23-го мая. Прошел еще день, полный забот и горя при виде страданий людей. Утром сама поила чаем и травой, троим ставила горчичники. Доктор хотел поставить одному мушку, но тот, бедный, заплакал, говоря, что мушка его задавит. И действительно: каждая лежит по пяти часов и не производит действия. Я выпросила позволения сама сделать из своей горчицы катаплазм, приложила, и, благодаря Бога, больному лучше. Некоторым варила саго на красном вине. После обеда стали всем переменять белье, тюфяки и подушки. Которые не очень слабы, те вышли в сад, а слабые сидели на шинелях. Я поглядела на них, ушла домой от пыли и, возвратясь часа через два, подошла к одному слабому. Он лежал на левом боку; правый глаз был открыт, и меня удивило, что он не отмахивается от мух. Подождав немного и видя, что он без движения, я позвала дневального и велела посмотреть. Он уже был мертв!

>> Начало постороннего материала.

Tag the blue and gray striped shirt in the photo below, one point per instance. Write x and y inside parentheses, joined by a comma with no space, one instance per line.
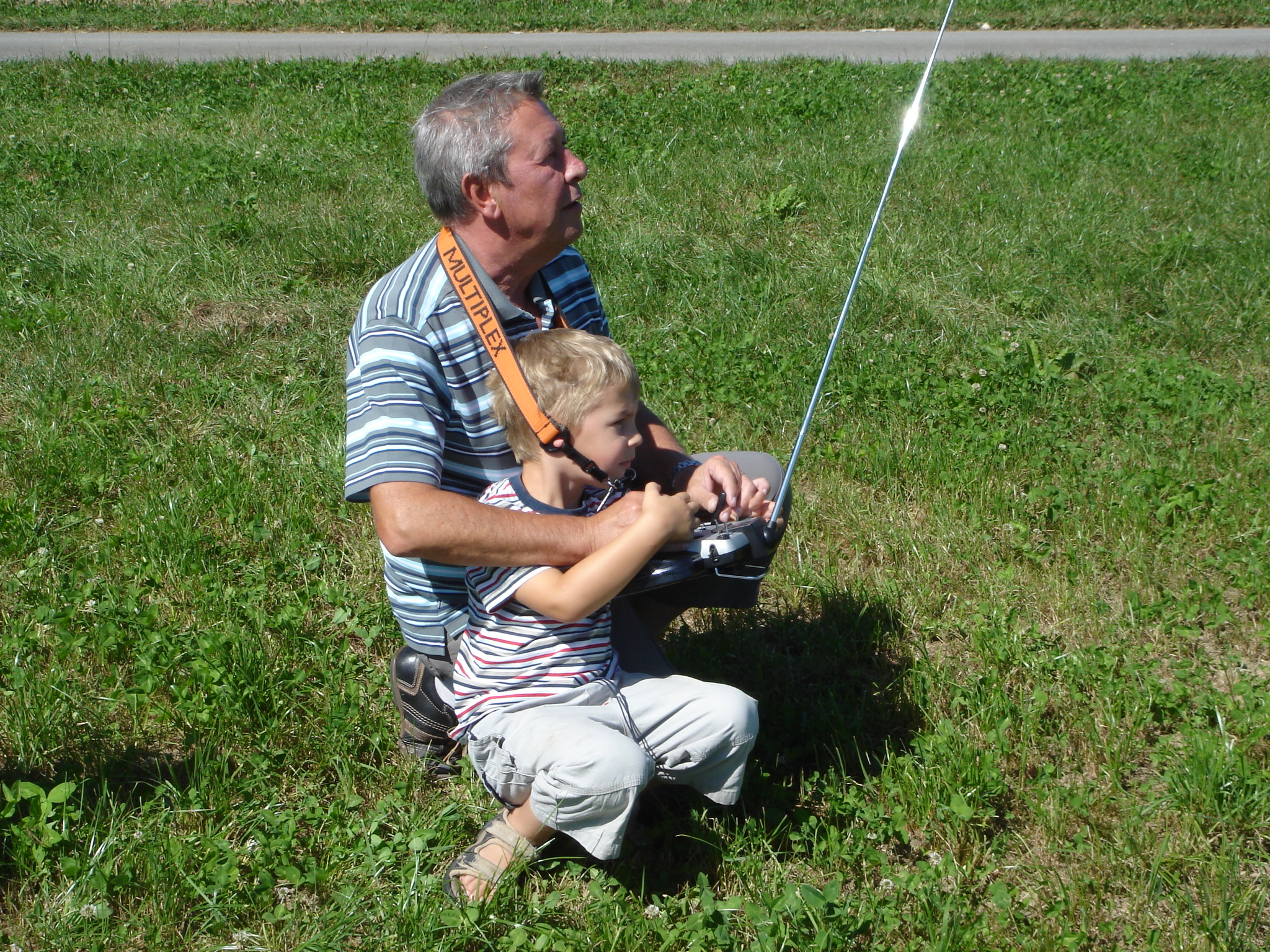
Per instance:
(418,408)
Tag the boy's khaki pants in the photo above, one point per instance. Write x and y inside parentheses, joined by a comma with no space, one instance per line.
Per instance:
(582,759)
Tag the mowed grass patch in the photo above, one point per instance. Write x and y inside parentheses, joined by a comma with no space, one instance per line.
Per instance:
(1011,660)
(468,17)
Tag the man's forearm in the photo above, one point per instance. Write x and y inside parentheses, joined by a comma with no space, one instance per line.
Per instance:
(414,519)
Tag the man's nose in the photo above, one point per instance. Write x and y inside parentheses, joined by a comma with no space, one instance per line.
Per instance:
(575,169)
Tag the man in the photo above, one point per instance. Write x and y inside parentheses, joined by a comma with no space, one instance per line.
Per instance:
(422,443)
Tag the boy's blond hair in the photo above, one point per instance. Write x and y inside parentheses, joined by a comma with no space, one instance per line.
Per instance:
(568,371)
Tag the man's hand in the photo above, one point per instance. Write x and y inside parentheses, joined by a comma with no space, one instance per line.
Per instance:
(719,480)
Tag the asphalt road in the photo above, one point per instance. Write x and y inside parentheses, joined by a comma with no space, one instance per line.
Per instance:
(873,46)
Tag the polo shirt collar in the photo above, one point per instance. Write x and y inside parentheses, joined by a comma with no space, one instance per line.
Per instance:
(508,312)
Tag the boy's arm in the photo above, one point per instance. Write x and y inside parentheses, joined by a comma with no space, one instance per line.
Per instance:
(573,594)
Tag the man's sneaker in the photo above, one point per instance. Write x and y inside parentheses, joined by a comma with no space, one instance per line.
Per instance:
(426,719)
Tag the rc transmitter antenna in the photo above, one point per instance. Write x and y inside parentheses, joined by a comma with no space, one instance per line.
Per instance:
(905,133)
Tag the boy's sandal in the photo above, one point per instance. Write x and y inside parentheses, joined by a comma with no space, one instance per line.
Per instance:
(473,863)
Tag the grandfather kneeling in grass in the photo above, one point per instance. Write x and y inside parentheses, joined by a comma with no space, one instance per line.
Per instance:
(422,441)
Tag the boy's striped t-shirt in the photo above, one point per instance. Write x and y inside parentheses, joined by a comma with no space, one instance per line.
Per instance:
(511,656)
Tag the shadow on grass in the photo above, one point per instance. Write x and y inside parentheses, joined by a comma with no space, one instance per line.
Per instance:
(831,678)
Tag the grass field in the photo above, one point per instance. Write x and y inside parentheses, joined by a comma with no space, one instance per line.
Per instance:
(468,15)
(1013,660)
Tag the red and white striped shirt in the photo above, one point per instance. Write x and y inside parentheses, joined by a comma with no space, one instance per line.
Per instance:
(511,656)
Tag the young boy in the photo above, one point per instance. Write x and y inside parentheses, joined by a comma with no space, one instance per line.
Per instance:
(558,731)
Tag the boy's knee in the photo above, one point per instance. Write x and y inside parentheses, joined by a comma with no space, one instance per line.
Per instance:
(732,712)
(590,770)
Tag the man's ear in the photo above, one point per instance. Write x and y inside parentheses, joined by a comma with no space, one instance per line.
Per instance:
(481,198)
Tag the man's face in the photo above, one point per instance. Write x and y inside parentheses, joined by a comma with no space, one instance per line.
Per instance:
(544,202)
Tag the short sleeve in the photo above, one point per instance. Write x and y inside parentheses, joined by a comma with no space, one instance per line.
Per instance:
(397,412)
(493,587)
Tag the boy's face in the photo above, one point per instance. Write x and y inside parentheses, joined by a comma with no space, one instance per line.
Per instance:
(607,434)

Другой, жандарм, очень видный и красивый, был также слаб; я подошла и спросила, что он чувствует? Он отвечал, что ему очень тяжело. Я спросила: не желает ли приобщиться. Он сказал, что недавно приобщался и готов умереть, потому что послужил батюшке-царю. «Не почитать ли тебе молитвы?»— «Как, матушка, твоей милости угодно». Я пошла, чтобы отдать приказания, и, возвратясь, увидела, что он уже кончается. Я не велела служителям ходить и топать, а сама мысленно молилась за него и видела, как тихо было последнее его дыхание. Глядя на него, я подумала, что так же умирал наш царь… И какая разница?.. Там… и здесь — где я одна смотрела на него и сокрушалась. Когда я вышла в другую комнату, приказав его одевать, увидела, что к больному казаку пришли три двоюродные брата; они встали и, поклонясь, со слезами сказали мне: «Барыня, помоги ему; у него много детушек!» Я сквозь слезы выговорила несколько утешительных слов и спешила удалиться… Такие сцены тяжелее, нежели видеть смерть; там радуешься, видя, что Господь успокаивает страдальца; а здесь: надежда к жизни и почти ник^их средств к помощи. Все упование на Господа!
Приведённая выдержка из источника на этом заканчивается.